Augsburg:Kritik an Polizei nach Neonazi-Aufmarsch

Der Aufmarsch von etwa 100 Neonazis in Augsburg hat ein politisches Nachspiel. Zu rabiat seien die Beamten gegen Gegendemonstranten vorgegangen, kritisiert die SPD.

Mike Szymanski

Der Aufmarsch von etwa 100 Neonazis am 3. November in Augsburg hat ein politisches Nachspiel. Führende Vertreter des regierenden Rathausbündnisses unter SPD-Oberbürgermeister Paul Wengert haben der Polizei schwere Vorwürfe gemacht.

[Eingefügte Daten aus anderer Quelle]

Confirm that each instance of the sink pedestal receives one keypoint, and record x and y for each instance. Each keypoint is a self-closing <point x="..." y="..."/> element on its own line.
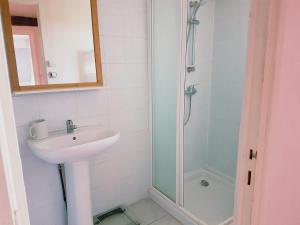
<point x="78" y="193"/>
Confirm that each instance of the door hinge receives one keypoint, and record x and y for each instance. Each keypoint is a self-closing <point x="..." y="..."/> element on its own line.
<point x="249" y="177"/>
<point x="16" y="217"/>
<point x="253" y="154"/>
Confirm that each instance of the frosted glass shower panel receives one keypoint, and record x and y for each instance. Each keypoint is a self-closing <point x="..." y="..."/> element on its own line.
<point x="165" y="75"/>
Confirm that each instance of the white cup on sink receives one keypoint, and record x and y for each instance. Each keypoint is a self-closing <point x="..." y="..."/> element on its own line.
<point x="38" y="129"/>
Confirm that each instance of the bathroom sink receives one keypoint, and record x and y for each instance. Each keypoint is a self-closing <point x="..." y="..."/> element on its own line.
<point x="84" y="143"/>
<point x="74" y="150"/>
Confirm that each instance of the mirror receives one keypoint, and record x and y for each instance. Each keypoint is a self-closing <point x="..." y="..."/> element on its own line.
<point x="54" y="43"/>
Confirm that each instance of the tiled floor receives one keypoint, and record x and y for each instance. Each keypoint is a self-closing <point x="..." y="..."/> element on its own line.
<point x="212" y="204"/>
<point x="145" y="212"/>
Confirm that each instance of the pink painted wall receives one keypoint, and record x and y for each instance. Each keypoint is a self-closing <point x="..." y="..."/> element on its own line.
<point x="5" y="216"/>
<point x="280" y="202"/>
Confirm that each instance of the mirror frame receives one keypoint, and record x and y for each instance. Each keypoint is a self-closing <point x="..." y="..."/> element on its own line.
<point x="11" y="59"/>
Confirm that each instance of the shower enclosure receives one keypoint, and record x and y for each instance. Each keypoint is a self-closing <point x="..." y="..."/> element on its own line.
<point x="198" y="64"/>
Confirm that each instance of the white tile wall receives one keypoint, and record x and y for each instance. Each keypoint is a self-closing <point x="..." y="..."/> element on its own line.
<point x="122" y="174"/>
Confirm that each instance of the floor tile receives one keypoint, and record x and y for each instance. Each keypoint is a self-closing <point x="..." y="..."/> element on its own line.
<point x="145" y="211"/>
<point x="167" y="220"/>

Augsburg: 100 Neonazis waren Anfang November in Augsburg aufmarschiert. 650 Polizisten waren im Einsatz (Archivbild)

100 Neonazis waren Anfang November in Augsburg aufmarschiert. 650 Polizisten waren im Einsatz (Archivbild)

(Foto: Foto: ddp)

Karl-Heinz Schneider, Fraktionschef der SPD, kritisierte den Polizeieinsatz als "völlig unverhältnismäßig". Er warf Augsburgs Polizeichef Walter Böhm vor, das Demonstrationsrecht zum Vorteil der Neonazis zu "überreizen". Am Tag der Demo waren Schneiders Angaben zufolge etwa 650 Polizisten im Einsatz, um den Aufmarsch zu begleiten. "Eine solche Polizeipräsenz ist eine Einladung an Rechte, nach Augsburg zu kommen", sagte der SPD-Politiker.

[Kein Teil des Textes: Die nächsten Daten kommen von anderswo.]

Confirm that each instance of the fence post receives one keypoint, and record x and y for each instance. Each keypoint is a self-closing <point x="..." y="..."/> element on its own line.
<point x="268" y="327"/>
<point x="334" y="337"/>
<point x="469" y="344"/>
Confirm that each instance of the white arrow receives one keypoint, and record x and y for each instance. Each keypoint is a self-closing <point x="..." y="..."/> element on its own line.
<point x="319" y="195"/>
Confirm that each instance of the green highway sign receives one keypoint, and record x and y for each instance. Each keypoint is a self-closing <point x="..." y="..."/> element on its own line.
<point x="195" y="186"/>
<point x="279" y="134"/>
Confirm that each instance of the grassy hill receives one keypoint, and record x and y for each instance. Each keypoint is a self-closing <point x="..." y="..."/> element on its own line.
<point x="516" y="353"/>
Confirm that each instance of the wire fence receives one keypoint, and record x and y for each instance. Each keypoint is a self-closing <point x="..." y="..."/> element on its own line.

Stundenlang kreiste ein Hubschrauber über dem Stadtzentrum. Das öffentliche Leben kam in einzelnen Straßenzügen völlig zum Erliegen. "Ich habe kein Verständnis dafür, wenn 100 Leute für sechs Stunden eine Stadt lahmlegen", sagte Schneider.

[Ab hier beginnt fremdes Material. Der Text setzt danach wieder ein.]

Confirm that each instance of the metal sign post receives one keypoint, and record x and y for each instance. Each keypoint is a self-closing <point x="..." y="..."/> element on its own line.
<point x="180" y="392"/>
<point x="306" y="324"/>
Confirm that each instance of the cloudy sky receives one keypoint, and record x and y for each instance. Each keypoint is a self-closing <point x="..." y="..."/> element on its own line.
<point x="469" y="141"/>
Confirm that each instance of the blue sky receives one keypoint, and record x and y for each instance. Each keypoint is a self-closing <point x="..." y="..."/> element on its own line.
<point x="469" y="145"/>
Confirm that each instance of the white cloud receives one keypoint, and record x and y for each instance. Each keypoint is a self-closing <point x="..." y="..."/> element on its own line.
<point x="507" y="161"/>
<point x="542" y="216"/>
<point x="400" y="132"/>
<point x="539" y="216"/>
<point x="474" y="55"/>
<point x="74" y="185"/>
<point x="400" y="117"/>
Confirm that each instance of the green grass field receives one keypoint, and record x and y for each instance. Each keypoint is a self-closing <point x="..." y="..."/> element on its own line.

Die Polizei hätte den Aufmarsch früher auflösen müssen. Schneider kündigte künftig ein konsequenteres Vorgehen der Stadt gegen Neonazi-Umtriebe an. Dieter Ferdinand, Fraktionschef der Grünen, warf den Beamten vor, "zu rabiat" gegen Teilnehmer von Gegenkundgebungen vorgegangen zu sein. 300 Männer und Frauen, zum großen Teil Anhänger der linken Szene, aber auch eine "Kehrtruppe" der Grünen hatten sich den Neonazis in den Weg gestellt.

Polizeichef Walter Böhm wies die Kritik am Dienstag umgehend zurück: "Der Einsatz in dieser Größenordnung war notwendig. Wir haben verhindert, dass es zu Zusammenstößen der Neonazis mit Leuten aus dem linken Lager kam." Mehr als 30 Demonstranten hätten festgenommen werden müssen.

Böhm sagte weiter, die Strategie sei mit dem Ordnungsreferat der Stadt abgestimmt gewesen. Für einen vorzeitigen Abbruch habe es keinen Grund gegeben.

Der Schlagabtausch zwischen Politik und Polizei markiert einen neuen Höhepunkt in der Diskussion um den richtigen Umgang mit Neonazi-Aufmärschen. Seit etwa einem Jahr suchen rechte Gruppen die Stadt heim. Ende Februar wollen erneut Neonazis in Augsburg marschieren.

"Bedrückend" nennt SPD-Fraktionschef Schneider diese Treffen. Bei der Demo am 3. November hatte das ,,Augsburger Bündnis für Menschenwürde'' unter Leitung des SPD-Abgeordneten Heinz Paula entschieden, auf Gegenkundgebungen zu verzichten. Man habe die rechte Demo nicht "aufwerten" wollen. Vertreter von Kirchen und Gewerkschaften beklagten hinterher, die Bürger seien mit ihrer Wut allein geblieben.